As experts work to understand the virus and its impact on children, they are also studying MIS-C and the possible connection between the two. According to PR Newswire, the study of MIS-C versus severe COVID-19 could have a big impact on the care of children.
The study was conducted by Boston Children's Hospital and was originally published online in JAMA, and can be viewed in full here. It became a topic of interest in May 2020, when MIS-C (multisystem inflammatory syndrome in children) was found to be a complication in children after exposure to COVID-19.

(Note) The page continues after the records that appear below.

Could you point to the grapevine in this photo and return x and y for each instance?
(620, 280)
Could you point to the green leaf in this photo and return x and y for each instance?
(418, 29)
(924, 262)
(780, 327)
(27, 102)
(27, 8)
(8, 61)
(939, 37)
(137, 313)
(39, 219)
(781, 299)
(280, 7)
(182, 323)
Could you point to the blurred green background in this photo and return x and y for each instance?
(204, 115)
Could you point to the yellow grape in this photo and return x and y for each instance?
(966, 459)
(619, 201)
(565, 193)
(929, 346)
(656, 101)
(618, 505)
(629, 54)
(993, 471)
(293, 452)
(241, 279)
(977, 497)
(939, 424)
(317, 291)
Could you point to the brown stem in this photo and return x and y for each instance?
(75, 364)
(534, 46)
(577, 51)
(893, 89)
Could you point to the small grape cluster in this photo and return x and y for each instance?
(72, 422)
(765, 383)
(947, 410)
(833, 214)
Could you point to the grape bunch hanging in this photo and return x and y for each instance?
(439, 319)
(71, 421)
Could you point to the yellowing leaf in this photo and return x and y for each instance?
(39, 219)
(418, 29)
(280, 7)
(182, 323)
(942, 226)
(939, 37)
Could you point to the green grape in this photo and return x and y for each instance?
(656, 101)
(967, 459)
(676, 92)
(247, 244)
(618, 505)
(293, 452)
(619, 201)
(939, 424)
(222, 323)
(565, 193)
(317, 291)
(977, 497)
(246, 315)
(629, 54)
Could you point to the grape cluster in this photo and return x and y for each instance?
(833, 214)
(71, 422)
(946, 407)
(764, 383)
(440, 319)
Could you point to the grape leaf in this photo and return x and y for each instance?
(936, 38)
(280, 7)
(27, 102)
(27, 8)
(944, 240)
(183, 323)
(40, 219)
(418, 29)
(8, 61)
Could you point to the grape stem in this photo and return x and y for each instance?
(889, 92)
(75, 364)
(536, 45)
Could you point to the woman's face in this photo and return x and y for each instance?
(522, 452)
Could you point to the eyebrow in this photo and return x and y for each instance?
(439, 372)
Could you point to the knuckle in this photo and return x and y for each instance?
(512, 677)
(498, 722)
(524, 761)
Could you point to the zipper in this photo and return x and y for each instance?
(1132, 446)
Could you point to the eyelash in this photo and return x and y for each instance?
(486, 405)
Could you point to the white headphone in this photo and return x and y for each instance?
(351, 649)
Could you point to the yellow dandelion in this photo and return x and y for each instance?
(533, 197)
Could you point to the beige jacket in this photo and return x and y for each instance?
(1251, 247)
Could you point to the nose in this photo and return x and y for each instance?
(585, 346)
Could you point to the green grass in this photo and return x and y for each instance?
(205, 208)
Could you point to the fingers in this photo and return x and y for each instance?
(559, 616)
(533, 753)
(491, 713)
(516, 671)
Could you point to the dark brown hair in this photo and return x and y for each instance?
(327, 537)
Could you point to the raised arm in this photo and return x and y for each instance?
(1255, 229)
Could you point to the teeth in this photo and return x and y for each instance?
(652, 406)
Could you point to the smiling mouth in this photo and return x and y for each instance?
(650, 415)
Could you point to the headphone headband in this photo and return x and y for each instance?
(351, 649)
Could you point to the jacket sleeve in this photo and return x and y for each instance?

This study is the second report conducted by the hospital in 66 pediatric centers in 31 states. The main difference was that the second study identified 539 children versus 186, a significantly larger sample size.
Adrienne Randolph was one of the authors of the study, and she stated that this is the largest study ever conducted to describe the differences between the two diseases in children, and that she found a lot of overlap between the two diseases.
However, she pointed out differences that could affect treatment. One of the main findings of the study was that children aged 6 to 12 years were more at risk for MISS-C than COVID-19. This is surprising, as this age group is not usually at high risk for infections in general.
-They also found that black children had a higher risk of MISS-C infection than COVID-19, even though black children had a higher risk of COVID-19 infection overall.
-Another interesting difference was that 62% of children who ended up with a severe case of COVID-19 had an underlying medical condition.
-69% of children who underwent MISS-C had no underlying medical condition.
This may change the approach to treatment, as it appears that MISS-C could potentially be more dangerous to children than the virus, as it affects children with no underlying medical condition.
The positive outcome of this study is that, having clarified definitions, it is easier for physicians to properly diagnose and treat their patients.